The one and only review of the "Marys" program in the Baby Jesus One-Act Jubilee has been from Li Cornfeld at offoffionline.com. Some nice things are said about my production of Marshmallow World, namely:
A Christmas Carol is followed by Marc Spitz’s Marshmallow World, which brings a literal return to the craziness. Set in a support group, the play features a collection of colorful oddballs all suffering from “sonic” addiction. Victor (Brick Technical Director Ian Hill, who also directs, in addition to serving as marathon light designer and tech director) is among the group’s more senior members and seems strangely sweet given his criminal record, substance abuse, and obsession with NPR’s Terry Gross. Meanwhile, Angel (Alyssa Simon) yearns for a better sense of aesthetics as she tries to move beyond her love of bad music at intimate moments, while Ray (Aaron Baker) fears a particular infamous string of notes. All three deliver comedic performances that embrace their characters’ quirks while resisting the urge to play them as simply insane.

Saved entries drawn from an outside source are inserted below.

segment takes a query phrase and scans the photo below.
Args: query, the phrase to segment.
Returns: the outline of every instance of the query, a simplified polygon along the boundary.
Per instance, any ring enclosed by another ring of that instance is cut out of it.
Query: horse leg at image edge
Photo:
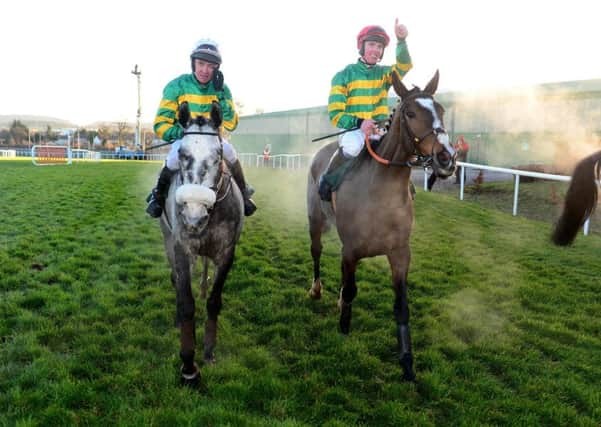
[[[397,342],[399,347],[399,363],[403,369],[403,380],[415,381],[413,372],[413,355],[411,353],[411,333],[409,331],[409,301],[407,298],[407,271],[409,268],[409,249],[398,251],[402,255],[388,255],[392,269],[392,286],[394,288],[394,319],[397,324]]]
[[[357,260],[344,254],[342,249],[342,280],[340,287],[340,298],[338,307],[340,307],[340,332],[347,335],[351,329],[352,302],[357,296],[357,283],[355,282],[355,271],[357,270]]]
[[[207,322],[205,323],[204,360],[207,363],[215,361],[214,351],[217,343],[217,317],[221,312],[221,292],[225,279],[234,263],[234,253],[226,257],[226,261],[216,266],[215,282],[209,298],[207,298]]]

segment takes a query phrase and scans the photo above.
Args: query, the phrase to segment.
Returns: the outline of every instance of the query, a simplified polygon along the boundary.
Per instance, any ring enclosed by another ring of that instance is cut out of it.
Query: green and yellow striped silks
[[[396,63],[392,66],[368,66],[361,61],[347,65],[332,79],[328,99],[328,114],[332,124],[351,129],[357,126],[357,119],[386,119],[392,73],[397,72],[402,79],[412,66],[404,40],[397,43]]]
[[[212,82],[202,84],[193,74],[183,74],[163,89],[163,98],[154,119],[154,132],[162,140],[171,142],[183,136],[184,130],[176,122],[178,106],[184,101],[188,102],[192,118],[209,118],[212,102],[218,101],[223,112],[222,126],[229,132],[238,126],[238,113],[226,85],[223,92],[218,93]]]

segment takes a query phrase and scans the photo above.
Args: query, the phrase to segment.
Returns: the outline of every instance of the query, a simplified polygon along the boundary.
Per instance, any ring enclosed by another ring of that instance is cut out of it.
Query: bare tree
[[[21,145],[23,141],[27,141],[29,135],[29,129],[20,120],[13,120],[8,132],[10,134],[10,141],[16,145]]]
[[[128,131],[129,126],[127,122],[117,122],[117,145],[125,145],[123,143],[124,137]]]

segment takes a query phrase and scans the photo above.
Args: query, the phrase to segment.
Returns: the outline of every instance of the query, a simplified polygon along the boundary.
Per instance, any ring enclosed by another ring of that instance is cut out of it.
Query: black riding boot
[[[240,188],[240,192],[242,193],[242,198],[244,199],[244,216],[251,216],[257,210],[257,205],[250,198],[254,190],[246,185],[246,180],[244,179],[244,173],[242,172],[242,165],[239,160],[236,160],[234,163],[229,163],[228,165],[232,171],[232,176],[238,184],[238,188]]]
[[[163,208],[165,207],[165,199],[167,198],[167,192],[169,191],[169,185],[171,184],[171,177],[173,171],[167,166],[161,169],[157,186],[152,189],[152,192],[146,198],[148,206],[146,207],[146,213],[153,218],[159,218],[163,214]]]
[[[321,200],[326,202],[332,201],[332,184],[327,179],[327,176],[342,166],[346,160],[347,159],[344,157],[344,154],[342,154],[341,149],[336,150],[330,158],[328,168],[319,177],[319,197],[321,197]]]

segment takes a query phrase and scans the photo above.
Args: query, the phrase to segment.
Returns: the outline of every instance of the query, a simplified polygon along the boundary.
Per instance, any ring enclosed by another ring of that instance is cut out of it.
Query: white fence
[[[95,162],[99,162],[102,159],[102,155],[99,152],[80,148],[72,149],[71,157],[73,160],[93,160]]]
[[[0,157],[15,158],[17,157],[17,150],[0,150]]]
[[[265,159],[262,154],[257,154],[256,167],[272,167],[278,169],[300,169],[301,154],[274,154]]]
[[[273,169],[301,169],[305,157],[309,158],[310,156],[303,154],[270,154],[269,158],[266,159],[263,154],[238,153],[238,158],[243,166]]]
[[[486,166],[486,165],[478,165],[475,163],[467,163],[467,162],[457,162],[457,166],[463,166],[465,169],[480,169],[480,170],[488,170],[491,172],[500,172],[506,173],[514,176],[513,182],[513,216],[518,214],[518,195],[520,192],[520,176],[528,176],[532,178],[546,179],[549,181],[562,181],[569,182],[572,177],[566,175],[552,175],[549,173],[541,173],[541,172],[530,172],[523,171],[518,169],[507,169],[507,168],[499,168],[496,166]],[[459,185],[459,200],[463,200],[464,189],[465,189],[465,172],[460,175],[460,185]],[[428,174],[424,174],[424,189],[427,188]],[[584,235],[588,235],[590,227],[590,218],[587,218],[584,222],[583,231]]]

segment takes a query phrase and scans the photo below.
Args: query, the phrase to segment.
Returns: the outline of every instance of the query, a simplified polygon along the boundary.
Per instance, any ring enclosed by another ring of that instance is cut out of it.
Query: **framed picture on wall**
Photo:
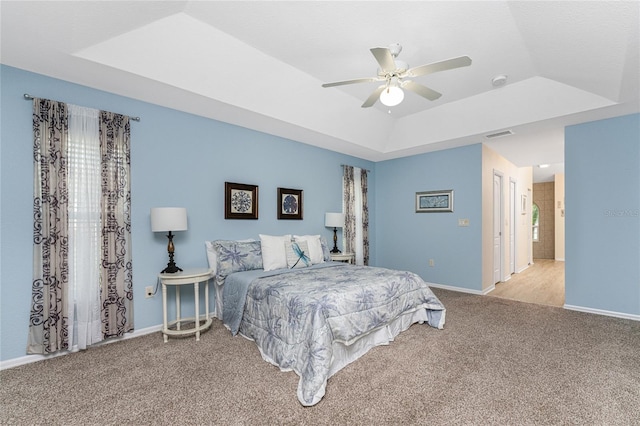
[[[302,220],[302,190],[278,188],[278,219]]]
[[[258,185],[225,182],[224,218],[257,219]]]
[[[416,192],[416,213],[453,212],[453,189]]]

From the beginning, however, audience attention is drawn to Boris (Jason Liebman), who sits alone in a corner hiding in a black hoodie and looking as though he wants to disappear. Fortunately, he instead reveals why he has come: he’s a religious Jew obsessed with Christmas music. As Boris, Liebman is at once deeply distraught and charmingly amusing. Elsewhere in the program, Liebman is engaging as anachronistic Biblical thugs, and it’s fun to see him succeed here at something different.
Pleasant enough. Yup, I'm "strangely sweet." That does seem to be something I can pull out easily onstage.

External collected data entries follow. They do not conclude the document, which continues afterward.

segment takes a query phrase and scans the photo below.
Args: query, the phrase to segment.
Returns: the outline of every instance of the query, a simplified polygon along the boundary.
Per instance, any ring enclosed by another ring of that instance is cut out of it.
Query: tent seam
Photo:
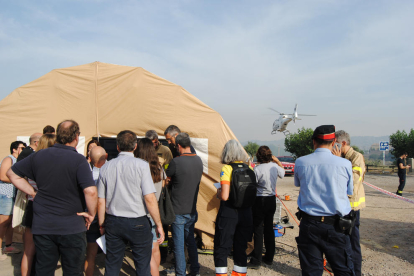
[[[96,110],[96,135],[98,137],[98,141],[99,141],[99,111],[98,111],[98,63],[96,62],[96,66],[95,66],[95,110]]]

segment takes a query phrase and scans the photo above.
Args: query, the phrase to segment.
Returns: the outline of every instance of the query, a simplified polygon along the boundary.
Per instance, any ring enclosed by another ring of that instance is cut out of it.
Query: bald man
[[[96,184],[99,177],[99,169],[105,164],[108,154],[103,147],[95,146],[89,151],[89,157],[91,158],[93,180],[95,180]],[[86,241],[88,243],[86,245],[85,276],[92,276],[95,270],[95,258],[99,249],[96,239],[101,236],[99,230],[98,217],[95,216],[89,230],[86,231]]]
[[[91,157],[91,163],[96,168],[101,168],[108,158],[108,154],[105,149],[100,146],[93,147],[89,153]]]
[[[86,230],[95,218],[98,191],[88,162],[76,151],[79,135],[77,122],[61,122],[56,144],[17,162],[7,172],[13,185],[34,198],[36,275],[55,275],[60,257],[64,275],[83,275]],[[38,191],[25,177],[36,180]]]
[[[33,133],[32,136],[29,138],[30,145],[26,147],[22,152],[19,154],[19,157],[17,157],[17,162],[22,161],[27,156],[32,154],[36,151],[37,145],[39,145],[39,139],[42,136],[42,133]]]

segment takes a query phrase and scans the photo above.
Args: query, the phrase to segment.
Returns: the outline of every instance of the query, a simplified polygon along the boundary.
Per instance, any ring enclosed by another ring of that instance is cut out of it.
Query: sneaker
[[[7,255],[6,254],[3,254],[3,251],[0,248],[0,261],[4,261],[6,259],[7,259]]]
[[[185,276],[200,276],[200,273],[198,273],[198,274],[186,274]]]
[[[5,246],[3,248],[3,253],[4,254],[18,254],[22,252],[20,249],[17,249],[16,247],[14,247],[13,245],[10,246]]]
[[[250,268],[250,269],[259,269],[260,268],[260,265],[259,264],[252,263],[250,261],[250,263],[247,264],[247,268]]]

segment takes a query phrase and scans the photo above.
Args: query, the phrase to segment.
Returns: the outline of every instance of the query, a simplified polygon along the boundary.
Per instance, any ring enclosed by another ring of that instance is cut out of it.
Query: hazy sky
[[[218,111],[241,141],[267,108],[351,136],[413,127],[414,1],[0,0],[0,99],[55,68],[143,67]],[[173,123],[173,122],[172,122]]]

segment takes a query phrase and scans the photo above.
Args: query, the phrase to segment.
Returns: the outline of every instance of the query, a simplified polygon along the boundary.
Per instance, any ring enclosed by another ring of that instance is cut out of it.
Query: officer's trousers
[[[252,209],[235,209],[227,204],[221,202],[216,218],[214,236],[216,274],[227,275],[227,256],[233,248],[234,271],[243,275],[247,270],[247,243],[252,240],[253,236]]]
[[[302,275],[322,275],[323,254],[335,276],[355,275],[349,236],[336,232],[333,225],[302,218],[296,242]]]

I kinda specialize in playing Brutes, Intellectuals, or Fops, or any combination thereof (wanna see a brutish fop? I've done it a couple of times; good at it). And I can throw "strangely sweet" on top of any of them.

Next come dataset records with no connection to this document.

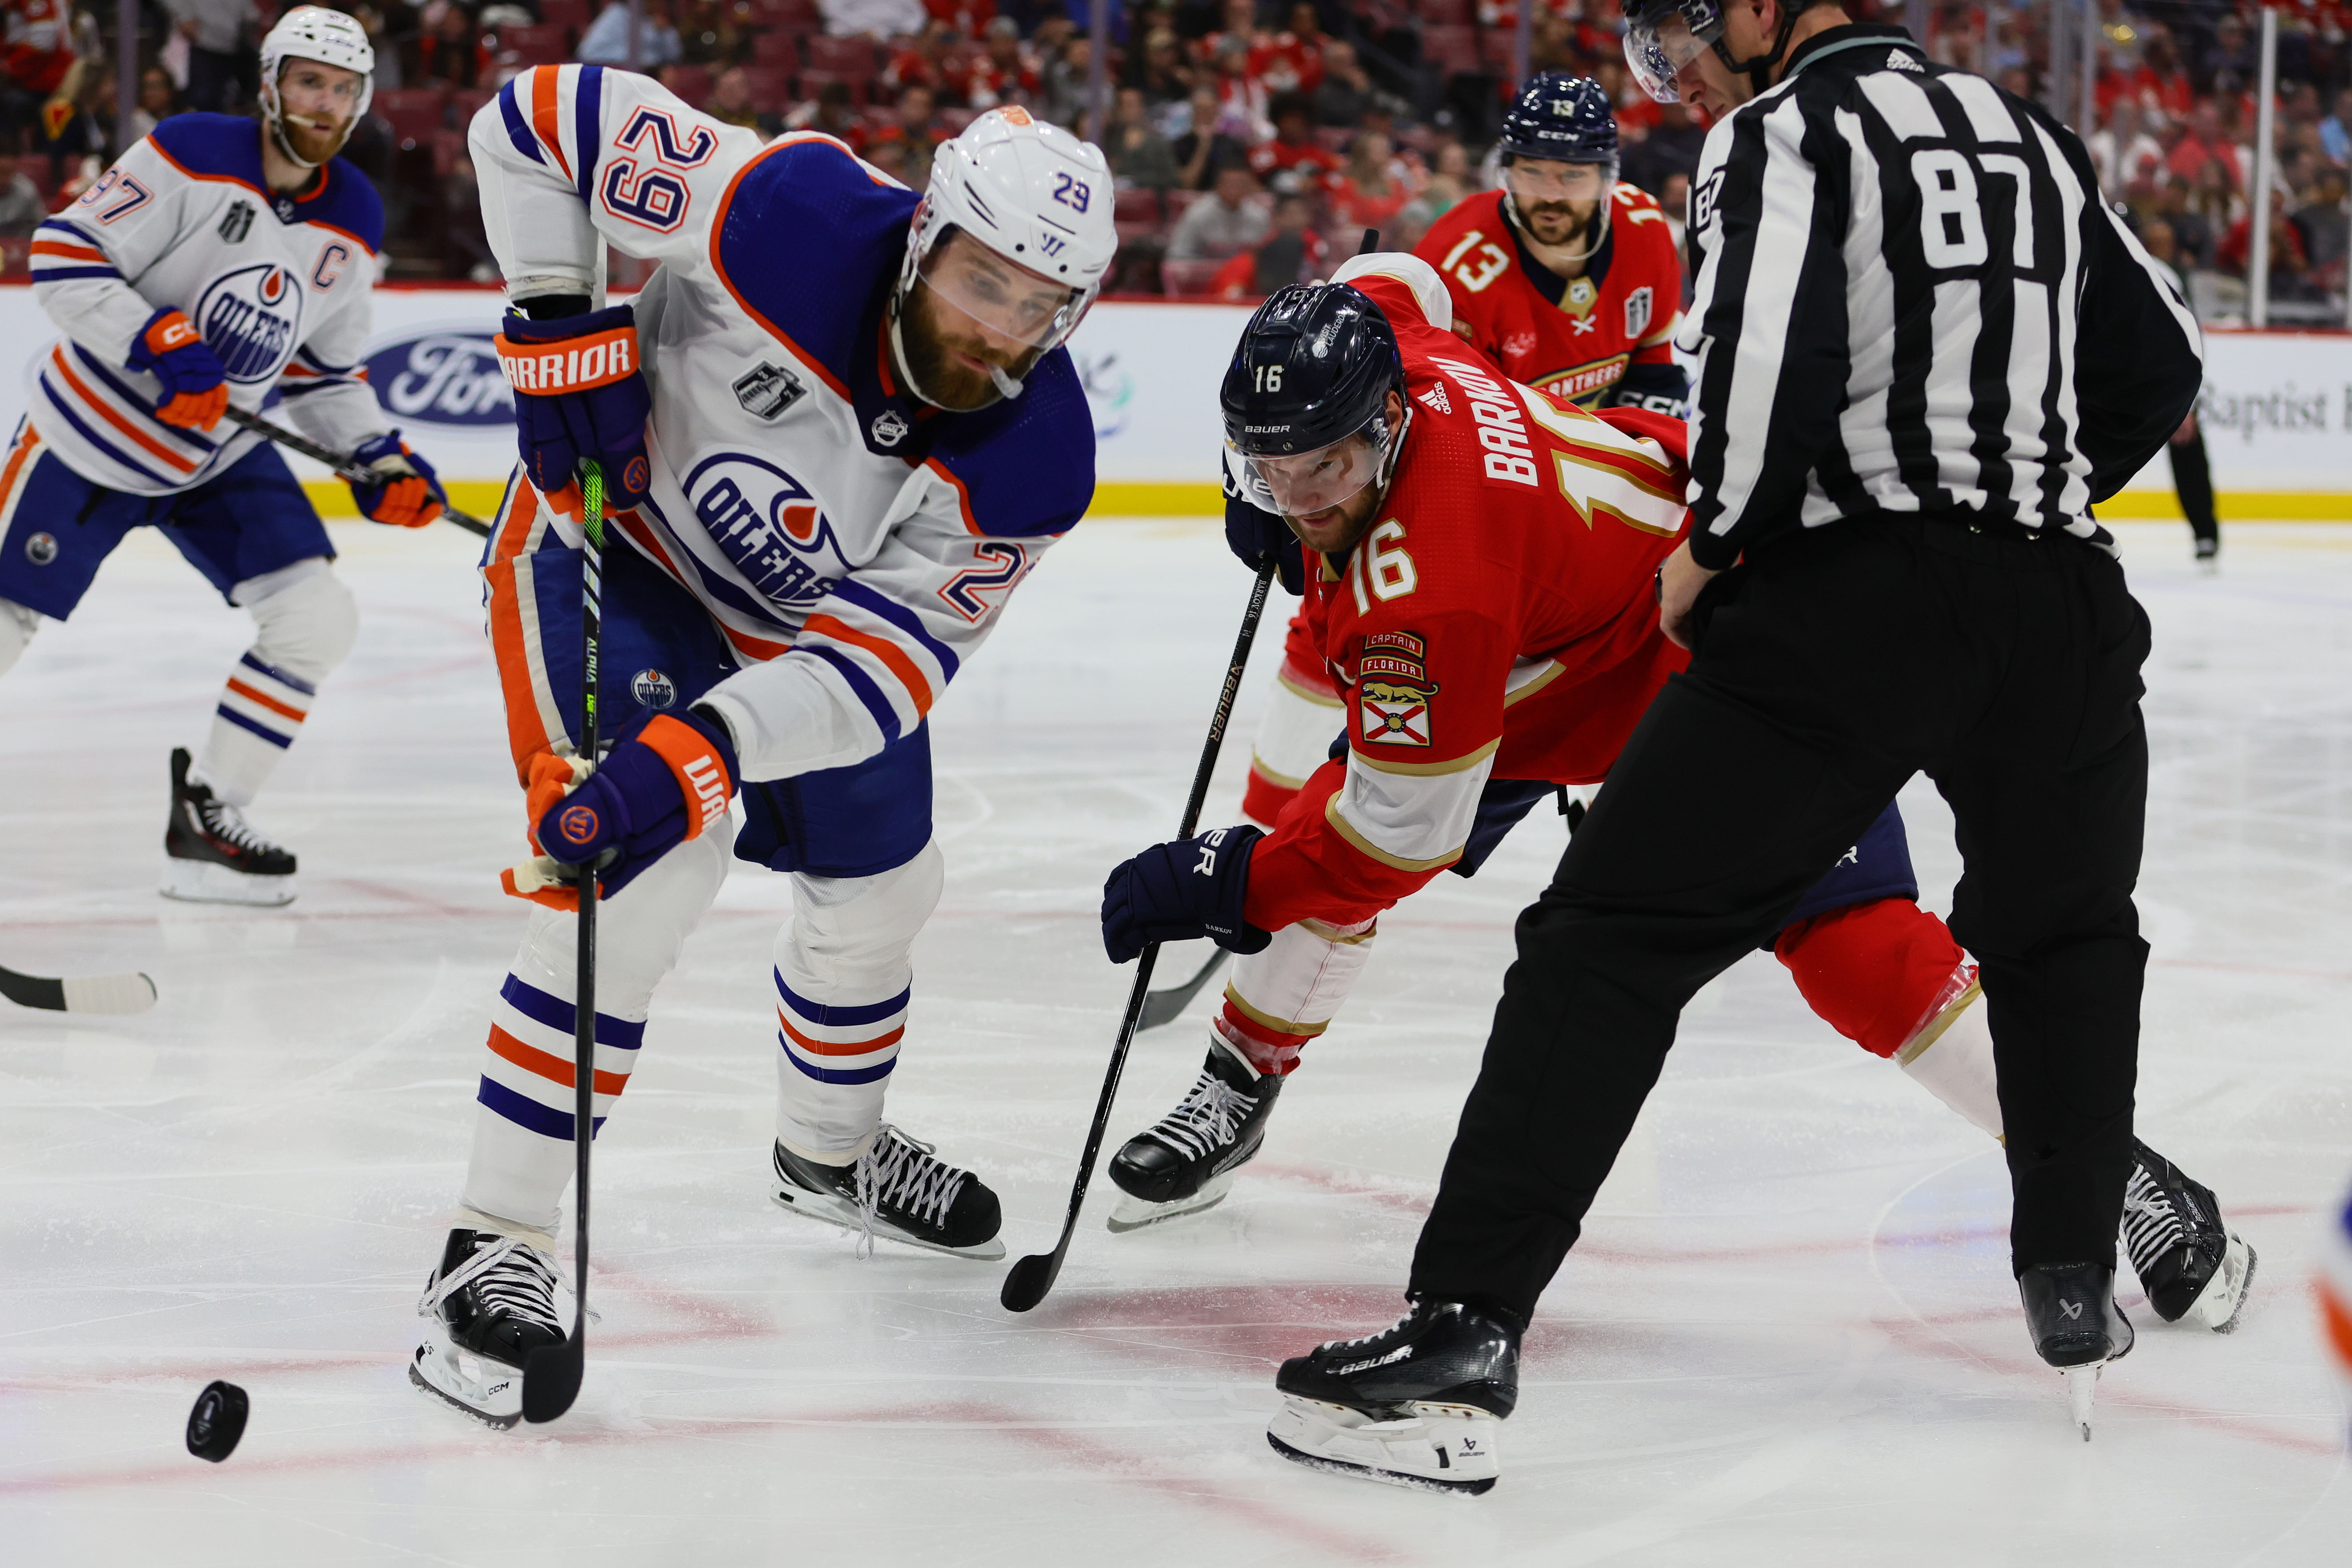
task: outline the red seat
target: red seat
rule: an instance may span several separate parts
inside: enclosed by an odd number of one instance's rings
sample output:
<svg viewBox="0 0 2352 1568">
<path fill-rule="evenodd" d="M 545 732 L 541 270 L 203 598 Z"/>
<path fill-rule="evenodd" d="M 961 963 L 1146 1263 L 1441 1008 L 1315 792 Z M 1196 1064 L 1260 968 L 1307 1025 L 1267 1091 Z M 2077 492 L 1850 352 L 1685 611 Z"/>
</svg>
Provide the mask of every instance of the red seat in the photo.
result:
<svg viewBox="0 0 2352 1568">
<path fill-rule="evenodd" d="M 436 131 L 433 133 L 433 177 L 446 179 L 457 167 L 457 160 L 466 156 L 466 133 L 462 131 Z"/>
<path fill-rule="evenodd" d="M 840 71 L 803 71 L 801 72 L 801 96 L 815 98 L 824 91 L 827 82 L 846 82 L 849 86 L 849 101 L 864 109 L 866 87 L 873 79 L 872 76 L 865 73 L 853 76 Z"/>
<path fill-rule="evenodd" d="M 824 26 L 816 0 L 751 0 L 751 15 L 772 27 L 814 33 Z"/>
<path fill-rule="evenodd" d="M 377 93 L 375 113 L 392 127 L 392 139 L 403 147 L 429 142 L 442 129 L 449 94 L 437 87 L 394 87 Z"/>
<path fill-rule="evenodd" d="M 1466 27 L 1472 21 L 1470 0 L 1421 0 L 1416 9 L 1425 27 Z"/>
<path fill-rule="evenodd" d="M 572 57 L 572 29 L 541 22 L 529 27 L 500 27 L 501 55 L 512 55 L 522 66 L 560 66 Z"/>
<path fill-rule="evenodd" d="M 940 110 L 940 129 L 950 136 L 961 136 L 964 128 L 979 118 L 979 113 L 973 110 L 943 109 Z"/>
<path fill-rule="evenodd" d="M 1171 299 L 1206 299 L 1210 280 L 1224 265 L 1222 261 L 1163 261 L 1160 277 Z"/>
<path fill-rule="evenodd" d="M 24 277 L 33 270 L 33 242 L 0 239 L 0 276 Z"/>
<path fill-rule="evenodd" d="M 1160 237 L 1158 224 L 1113 224 L 1111 226 L 1118 231 L 1118 248 L 1121 250 L 1129 249 L 1140 241 Z"/>
<path fill-rule="evenodd" d="M 669 90 L 685 99 L 691 108 L 700 109 L 709 100 L 711 79 L 709 66 L 672 66 L 669 68 Z"/>
<path fill-rule="evenodd" d="M 1168 209 L 1169 227 L 1175 227 L 1176 220 L 1184 215 L 1184 209 L 1191 206 L 1194 202 L 1199 201 L 1202 196 L 1205 196 L 1208 193 L 1209 193 L 1206 191 L 1186 191 L 1181 189 L 1163 192 L 1160 195 L 1160 201 Z"/>
<path fill-rule="evenodd" d="M 1121 191 L 1111 205 L 1112 221 L 1121 224 L 1157 224 L 1160 221 L 1160 193 L 1138 185 Z"/>
<path fill-rule="evenodd" d="M 845 77 L 870 77 L 878 68 L 871 40 L 835 38 L 823 33 L 808 41 L 808 63 L 813 71 Z"/>
<path fill-rule="evenodd" d="M 779 70 L 801 68 L 800 40 L 790 33 L 758 33 L 751 38 L 751 63 Z"/>
<path fill-rule="evenodd" d="M 584 33 L 596 19 L 596 7 L 588 0 L 539 0 L 539 19 L 551 27 Z"/>
<path fill-rule="evenodd" d="M 1509 76 L 1512 74 L 1513 68 L 1518 64 L 1518 39 L 1511 34 L 1504 32 L 1499 27 L 1495 28 L 1480 35 L 1478 57 L 1485 61 L 1486 68 L 1496 76 Z"/>
<path fill-rule="evenodd" d="M 1449 76 L 1478 68 L 1478 32 L 1475 27 L 1431 26 L 1421 30 L 1421 57 L 1443 67 Z"/>
<path fill-rule="evenodd" d="M 776 70 L 768 66 L 745 66 L 743 78 L 751 89 L 751 108 L 756 112 L 781 114 L 792 108 L 791 72 Z"/>
</svg>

I actually - to my own surprise as well as others' - turned out to be really good at light romantic comic leads the couple of times I was cast that way, but I'm gettin' long-in-the-tooth for that, and I was never the right physical type anyway.
The big thing I can't do well at all, at least as far as I'm concerned: dumb people. Big limitation as an actor, but one I got. Can't do dumb people well. A friend of mine who got cast as dumb people frequently (and I never believed him in those parts either, but maybe that was 'cause I knew him) always said, "Oh, it's easy - just make your eyes wide and your jaw slack," but it never seemed to work for me.
Well, at least I'm good at "thinking."
playing dumb
Date: 2007-12-18 05:10 am (UTC)From: (Anonymous)Re: playing dumb
Date: 2007-12-18 05:30 am (UTC)From: (Anonymous)And slacken the jaw.
-D McK
Dumb people ain't not so easy
Date: 2007-12-18 03:38 pm (UTC)From: (Anonymous)There was a comic my friends and I read in college, that we ended up quoting to each other (I forget the author) that said "I'm so haaaappy...'cause I'm so stuuuupid..."
There's yet another variety, the one that does a whole lotta thinkin' for not so much result. There the key is the intensity of the stuggle for the comically incorrect answer...for example, "what's two plus two, Marty?"Think, Think think, intensely think, start to answer, stop, think, start , think again, then..."I don't think there's a man alive who know the answer to that, Mike."
Or "Five?" Always can go the simple way.
By the way, talking of Fairy Tales of the Absurd, King Kustard doesn't really fill any of those types, but there a type you do really play well...the sage? And how would you classify Alexander?